Frösche sterben wegen Pestizide, doch die Behörden blieben bis jetzt untätig

Wenn ein Bauer seine Felder spritzt, tötet er mehr als beabsichtigt. Carsten Brühl, Ökotoxikologe an der Universität Koblenz-Landau, geht davon aus, dass auch viele Frösche eingehen. «In Laborversuchen stellten wir fest, dass 40 bis 100 Prozent der mit Pflanzenschutzmitteln besprühten Amphibien verenden», sagt er. Innert 24 Stunden starben die Tiere einen stillen Tod. Angewandt wurden auch in der Schweiz zugelassene Spritz­mittel, und zwar in der empfohlenen Konzentration. Die Untersuchung wurde Anfang 2013 publiziert. Obwohl 14 von 20 Amphibienarten in der Schweiz auf der Liste der bedrohten Tiere stehen, hat sich aber in der Praxis nichts geändert.
Bei der Zulassung der Spritzmittel werde erst gar nicht abgeklärt, ob sie ausgewachsene Amphibien schädigen würden, kritisiert Brühl. Angesichts dessen, dass bloss 5 von rund 1400 zugelassenen Präparaten getestet worden seien, kommt Studienleiter Brühl zum Schluss: «Man hat überhaupt keine Ahnung.» Ob die Wirkung auf dem Feld ähnlich ist wie im Labor, untersuchte bisher niemand.

Als er die stellvertretende Direktorin des Bundesamts für Landwirtschaft (BLW), Eva Reinhard, auf das fehlende Engagement angesprochen habe, sei ihm diese eine Antwort schuldig geblieben.

Für den Wissenschaftler liegt bei der Zulassung von Pflanzenschutzmitteln in Europa und in der Schweiz einiges im Argen. «Die unabhängige Forschung hat es schwer», sagt er. Erstens fehle das Geld, zweitens würden sich die Hersteller vehement einmischen, wenn kritische Befunde auftauchten.

Im Gegensatz zur Schweiz entscheidet in Deutschland immerhin das Umweltbundesamt bei der Zulassung neuer Mittel mit, und in der spezifischen Frage der Toxizität auf Amphibien prüft die EU seit einem Jahr, ob sie allenfalls handeln muss.

Jan Waespe vom BLW beschwichtigt, auch die Schweiz sei an den Abklärungen in der EU beteiligt. Reaktionen der Behörden müssten aber immer verhältnismässig sein.
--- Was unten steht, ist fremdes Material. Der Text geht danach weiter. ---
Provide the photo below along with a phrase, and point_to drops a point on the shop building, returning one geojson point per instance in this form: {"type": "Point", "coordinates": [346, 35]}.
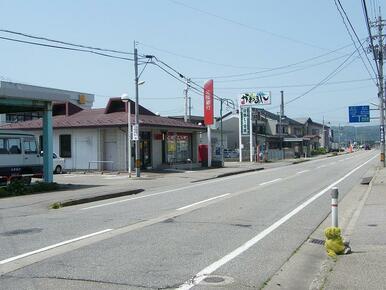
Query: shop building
{"type": "Point", "coordinates": [97, 138]}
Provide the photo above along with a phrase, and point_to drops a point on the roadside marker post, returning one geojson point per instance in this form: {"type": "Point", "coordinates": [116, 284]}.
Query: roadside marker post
{"type": "Point", "coordinates": [334, 206]}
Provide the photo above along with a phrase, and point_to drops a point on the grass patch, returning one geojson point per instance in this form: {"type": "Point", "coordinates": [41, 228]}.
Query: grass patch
{"type": "Point", "coordinates": [18, 187]}
{"type": "Point", "coordinates": [56, 205]}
Für vorsorgliche Eingriffe, die das Umweltschutzgesetz vorsehe, brauche es wissenschaftlich begründete Indizien für Schäden. Waespe, Projektleiter des neuen Aktionsplans Pflanzenschutz des Bundesrats, geht davon aus, dass dank dem Aktionsplan auch die Risiken für Amphibien gesenkt werden.
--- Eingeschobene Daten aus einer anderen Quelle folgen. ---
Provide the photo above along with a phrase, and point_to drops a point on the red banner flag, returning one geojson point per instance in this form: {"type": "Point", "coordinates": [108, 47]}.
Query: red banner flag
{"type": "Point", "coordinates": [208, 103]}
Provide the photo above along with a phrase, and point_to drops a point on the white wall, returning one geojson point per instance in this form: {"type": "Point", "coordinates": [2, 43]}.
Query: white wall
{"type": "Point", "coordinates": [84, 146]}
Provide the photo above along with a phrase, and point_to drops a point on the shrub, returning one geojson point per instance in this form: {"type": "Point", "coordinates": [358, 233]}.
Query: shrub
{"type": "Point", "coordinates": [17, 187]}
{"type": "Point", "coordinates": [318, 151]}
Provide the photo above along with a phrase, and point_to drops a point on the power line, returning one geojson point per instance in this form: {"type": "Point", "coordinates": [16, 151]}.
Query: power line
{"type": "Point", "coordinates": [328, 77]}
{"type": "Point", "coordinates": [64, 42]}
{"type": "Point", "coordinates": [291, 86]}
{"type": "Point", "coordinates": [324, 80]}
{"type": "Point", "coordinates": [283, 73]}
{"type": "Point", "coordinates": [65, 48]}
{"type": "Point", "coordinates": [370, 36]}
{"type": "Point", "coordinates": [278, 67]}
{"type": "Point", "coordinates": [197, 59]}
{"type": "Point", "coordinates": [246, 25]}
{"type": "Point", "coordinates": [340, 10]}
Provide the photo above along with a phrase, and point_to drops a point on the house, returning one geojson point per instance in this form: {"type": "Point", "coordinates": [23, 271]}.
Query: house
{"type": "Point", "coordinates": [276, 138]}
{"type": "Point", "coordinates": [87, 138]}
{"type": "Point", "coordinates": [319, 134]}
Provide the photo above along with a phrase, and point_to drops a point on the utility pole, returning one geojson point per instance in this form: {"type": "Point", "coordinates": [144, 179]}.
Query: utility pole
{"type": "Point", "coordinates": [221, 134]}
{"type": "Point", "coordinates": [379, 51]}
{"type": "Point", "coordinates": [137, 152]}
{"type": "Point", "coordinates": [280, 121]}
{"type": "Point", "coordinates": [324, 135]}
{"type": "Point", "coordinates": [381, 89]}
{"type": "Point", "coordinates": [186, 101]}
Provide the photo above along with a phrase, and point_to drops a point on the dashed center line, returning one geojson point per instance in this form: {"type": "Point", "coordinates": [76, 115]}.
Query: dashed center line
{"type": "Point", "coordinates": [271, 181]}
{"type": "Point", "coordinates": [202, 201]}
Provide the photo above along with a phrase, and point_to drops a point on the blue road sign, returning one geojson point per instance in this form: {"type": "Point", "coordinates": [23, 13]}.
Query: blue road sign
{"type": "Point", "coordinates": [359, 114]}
Nicht so Andreas Bosshard vom Verein Vision Landwirtschaft. Er bemängelt die nicht ambitionierten Ziele des Bundes: «Wirklich etwas brächte eine Halbierung der Spritzmittelmenge, so wie wir das mit unserem ­Reduktionsplan vorschlagen.»

Für Carsten Brühl war bei seinen Versuchen nicht einmal in erster Linie überraschend, dass die Frösche starben. Ihn frappierte etwas anderes: «In den über 50 Jahren, in denen Landwirte solche Mittel auf ihren Feldern ausbringen, ist noch nie jemand auf die Idee gekommen, deren Wirkung auf Amphibien wissenschaftlich zu untersuchen.»

Der Biologe, der sich in der Pfalz in einem Naturschutzverein engagiert, erzählt: «Die Winzer, die im Verein Mitglied sind, waren ebenfalls entsetzt über die Wirkung dieser Stoffe.» Ein Bauer wolle ja nicht Frösche umbringen.«Doch heute kann er sich bei keinem der zugelassenen Pflanzenschutzprodukte sicher sein, ob sie nicht genau dies tun.»